Tag Archives: Analyze

Analyzing Web Server Logs

Log files are not fun to look at. They are ugly, contain too much information, and often lead to massive headaches. Fortunately, these beasts can be tamed for more capacities than just debugging; they can used to generate wonderful reports that make sense. A number of programs are out there to analyze Web server logs, and this article will cast the spotlight in their direction.
Before evaluating the software packages, determine the type of data you wish to see. Although most of the software we looked at supports more than just Web server logs, this article discusses only Web server output. Log analysis programs can show everything from a list of IP addresses connected to the Web server to a pie chart detailing which files were accessed most often. The majority of popular Web log analysis tools try to make sense of every piece of data in the logs, but few succeed in making the data readable.

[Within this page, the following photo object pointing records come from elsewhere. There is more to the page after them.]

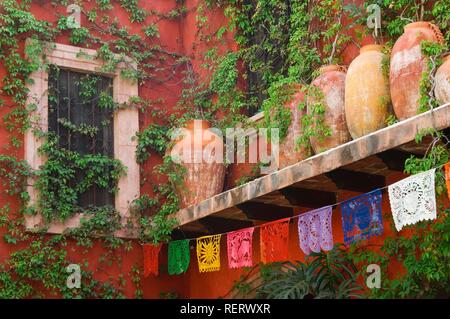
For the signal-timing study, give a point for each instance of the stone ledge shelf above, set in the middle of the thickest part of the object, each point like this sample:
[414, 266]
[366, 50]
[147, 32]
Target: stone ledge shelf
[395, 138]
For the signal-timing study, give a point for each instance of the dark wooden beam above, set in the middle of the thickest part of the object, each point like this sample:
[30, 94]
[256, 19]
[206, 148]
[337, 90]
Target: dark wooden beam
[308, 197]
[178, 234]
[222, 225]
[265, 212]
[356, 181]
[394, 159]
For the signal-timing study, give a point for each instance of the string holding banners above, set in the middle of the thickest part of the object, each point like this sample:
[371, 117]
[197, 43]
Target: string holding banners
[413, 199]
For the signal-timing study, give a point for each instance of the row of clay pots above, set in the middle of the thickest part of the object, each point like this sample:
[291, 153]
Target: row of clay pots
[357, 102]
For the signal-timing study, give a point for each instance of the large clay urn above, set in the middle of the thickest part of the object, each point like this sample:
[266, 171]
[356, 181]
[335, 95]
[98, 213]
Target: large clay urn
[407, 66]
[367, 98]
[331, 86]
[200, 151]
[289, 150]
[442, 80]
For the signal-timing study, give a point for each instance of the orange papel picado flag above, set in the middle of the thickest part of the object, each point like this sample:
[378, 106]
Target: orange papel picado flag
[151, 254]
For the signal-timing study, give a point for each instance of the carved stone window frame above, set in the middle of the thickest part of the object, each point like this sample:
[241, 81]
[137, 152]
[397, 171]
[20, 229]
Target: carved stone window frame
[126, 124]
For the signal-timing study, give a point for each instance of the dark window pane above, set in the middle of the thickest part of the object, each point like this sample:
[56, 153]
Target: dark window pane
[76, 100]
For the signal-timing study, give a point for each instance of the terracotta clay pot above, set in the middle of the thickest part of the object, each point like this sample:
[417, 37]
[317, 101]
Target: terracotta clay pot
[442, 80]
[205, 171]
[242, 172]
[367, 99]
[407, 66]
[331, 83]
[289, 150]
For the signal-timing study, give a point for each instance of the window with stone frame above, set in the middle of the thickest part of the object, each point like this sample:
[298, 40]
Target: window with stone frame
[80, 114]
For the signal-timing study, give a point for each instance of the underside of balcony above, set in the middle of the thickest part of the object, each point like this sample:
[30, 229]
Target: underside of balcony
[360, 166]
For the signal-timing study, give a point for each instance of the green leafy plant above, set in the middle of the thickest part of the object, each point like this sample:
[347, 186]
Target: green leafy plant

Some log file analysis packages cannot distinguish pertinent information from the raw log file itself. Displaying statistics in an aesthetically pleasing manner is a very important attribute. Every once in a while, user interface designers create a new paradigm, setting a standard that other designers attempt to emulate. Arguably, Apple has done this with its OS X desktop environment, and some Web log analysis programs do this better than others.
Webalizer is one popular log analysis tool. Many people prefer it because it is written in C and runs quite fast. The graphics, however, are not optimal. The gd graphics library supplies some readable charts, but they are not as aesthetically attractive as they could be. The reports themselves are sufficient for providing a quick glimpse of a few important data points; namely "what pages are accessed" and "how many hits are we getting." A wealth of information can be extracted from Web logs. When done properly, the information is not so overwhelming. Webalizer is adequate, but its mediocre graphics and lack of statistics, earn it a mere three stars in our five-star ad hoc award system.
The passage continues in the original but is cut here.